학술논문

A Disease Labeler for Chinese Chest X-Ray Report Generation
Document Type
Working Paper
Source
Subject
Computer Science - Machine Learning
Computer Science - Artificial Intelligence
Computer Science - Computation and Language
Electrical Engineering and Systems Science - Image and Video Processing
Language
Abstract
In the field of medical image analysis, the scarcity of Chinese chest X-ray report datasets has hindered the development of technology for generating Chinese chest X-ray reports. On one hand, the construction of a Chinese chest X-ray report dataset is limited by the time-consuming and costly process of accurate expert disease annotation. On the other hand, a single natural language generation metric is commonly used to evaluate the similarity between generated and ground-truth reports, while the clinical accuracy and effectiveness of the generated reports rely on an accurate disease labeler (classifier).
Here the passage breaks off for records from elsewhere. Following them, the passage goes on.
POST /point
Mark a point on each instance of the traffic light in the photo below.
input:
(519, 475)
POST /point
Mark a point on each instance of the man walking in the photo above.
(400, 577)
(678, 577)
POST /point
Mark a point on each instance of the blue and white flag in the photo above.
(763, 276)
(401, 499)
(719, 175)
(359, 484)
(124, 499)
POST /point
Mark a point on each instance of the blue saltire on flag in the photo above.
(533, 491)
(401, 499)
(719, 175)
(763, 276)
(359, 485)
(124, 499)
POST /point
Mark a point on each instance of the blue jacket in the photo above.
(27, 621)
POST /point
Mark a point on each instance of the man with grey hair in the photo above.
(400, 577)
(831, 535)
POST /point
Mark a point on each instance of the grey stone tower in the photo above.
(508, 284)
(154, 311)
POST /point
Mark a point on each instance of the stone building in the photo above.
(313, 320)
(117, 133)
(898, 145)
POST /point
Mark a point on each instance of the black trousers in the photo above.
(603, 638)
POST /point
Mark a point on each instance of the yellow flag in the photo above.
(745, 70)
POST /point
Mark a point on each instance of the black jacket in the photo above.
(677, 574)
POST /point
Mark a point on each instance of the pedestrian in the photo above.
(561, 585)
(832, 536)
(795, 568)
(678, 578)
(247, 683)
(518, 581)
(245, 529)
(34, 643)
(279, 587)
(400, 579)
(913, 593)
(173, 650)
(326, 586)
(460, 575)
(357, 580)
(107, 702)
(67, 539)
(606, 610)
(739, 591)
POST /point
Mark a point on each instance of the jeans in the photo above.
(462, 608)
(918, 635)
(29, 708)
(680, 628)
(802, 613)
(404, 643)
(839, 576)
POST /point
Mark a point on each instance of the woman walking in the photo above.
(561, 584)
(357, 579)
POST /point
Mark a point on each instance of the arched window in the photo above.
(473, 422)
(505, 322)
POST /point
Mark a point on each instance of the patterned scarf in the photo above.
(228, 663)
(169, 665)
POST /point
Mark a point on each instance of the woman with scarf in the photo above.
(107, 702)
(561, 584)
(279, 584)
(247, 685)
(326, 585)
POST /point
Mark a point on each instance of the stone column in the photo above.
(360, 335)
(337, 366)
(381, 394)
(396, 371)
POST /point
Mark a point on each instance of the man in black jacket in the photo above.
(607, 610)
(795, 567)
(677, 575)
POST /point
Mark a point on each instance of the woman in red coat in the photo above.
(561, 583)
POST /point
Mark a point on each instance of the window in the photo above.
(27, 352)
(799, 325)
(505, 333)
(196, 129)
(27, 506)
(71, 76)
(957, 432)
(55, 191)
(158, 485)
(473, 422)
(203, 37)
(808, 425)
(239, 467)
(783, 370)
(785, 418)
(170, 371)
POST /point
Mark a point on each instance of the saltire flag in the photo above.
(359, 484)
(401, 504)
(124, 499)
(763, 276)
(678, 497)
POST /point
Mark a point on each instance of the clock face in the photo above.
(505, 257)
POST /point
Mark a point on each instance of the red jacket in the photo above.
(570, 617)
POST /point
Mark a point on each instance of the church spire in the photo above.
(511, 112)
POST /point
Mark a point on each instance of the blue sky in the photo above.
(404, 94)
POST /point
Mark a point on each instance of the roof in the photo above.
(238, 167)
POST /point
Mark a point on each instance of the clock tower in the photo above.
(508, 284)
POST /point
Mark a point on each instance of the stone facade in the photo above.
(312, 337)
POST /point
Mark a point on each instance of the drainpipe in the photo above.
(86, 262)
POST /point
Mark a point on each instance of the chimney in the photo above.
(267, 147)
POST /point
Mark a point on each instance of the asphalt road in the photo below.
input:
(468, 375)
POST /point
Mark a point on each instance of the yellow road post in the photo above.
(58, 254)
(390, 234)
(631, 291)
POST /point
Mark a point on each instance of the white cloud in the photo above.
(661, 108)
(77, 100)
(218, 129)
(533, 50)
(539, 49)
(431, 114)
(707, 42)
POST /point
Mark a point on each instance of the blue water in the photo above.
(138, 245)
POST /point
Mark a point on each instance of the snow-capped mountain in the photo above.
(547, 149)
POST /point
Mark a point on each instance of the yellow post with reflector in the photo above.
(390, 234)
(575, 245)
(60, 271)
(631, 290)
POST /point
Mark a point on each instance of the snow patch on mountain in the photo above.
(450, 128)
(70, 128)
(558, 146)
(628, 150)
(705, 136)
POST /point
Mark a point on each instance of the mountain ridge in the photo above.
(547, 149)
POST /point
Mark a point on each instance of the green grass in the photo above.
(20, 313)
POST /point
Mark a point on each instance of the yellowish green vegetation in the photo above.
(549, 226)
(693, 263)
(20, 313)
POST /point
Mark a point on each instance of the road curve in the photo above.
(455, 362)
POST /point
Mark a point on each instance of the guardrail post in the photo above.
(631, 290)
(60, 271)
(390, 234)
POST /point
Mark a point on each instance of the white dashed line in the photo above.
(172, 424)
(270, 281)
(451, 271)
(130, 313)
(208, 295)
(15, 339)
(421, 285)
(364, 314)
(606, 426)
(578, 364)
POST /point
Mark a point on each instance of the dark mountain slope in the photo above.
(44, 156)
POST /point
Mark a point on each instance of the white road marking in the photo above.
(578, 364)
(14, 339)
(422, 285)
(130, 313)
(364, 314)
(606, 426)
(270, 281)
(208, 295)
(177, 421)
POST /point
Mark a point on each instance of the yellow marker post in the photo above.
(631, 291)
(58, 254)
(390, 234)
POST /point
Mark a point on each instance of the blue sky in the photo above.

To address the issues, this study proposes a disease labeler tailored for the generation of Chinese chest X-ray reports. This labeler leverages a dual BERT architecture to handle diagnostic reports and clinical information separately and constructs a hierarchical label learning algorithm based on the affiliation between diseases and body parts to enhance text classification performance. Utilizing this disease labeler, a Chinese chest X-ray report dataset comprising 51,262 report samples was established. Finally, experiments and analyses were conducted on a subset of expert-annotated Chinese chest X-ray reports, validating the effectiveness of the proposed disease labeler.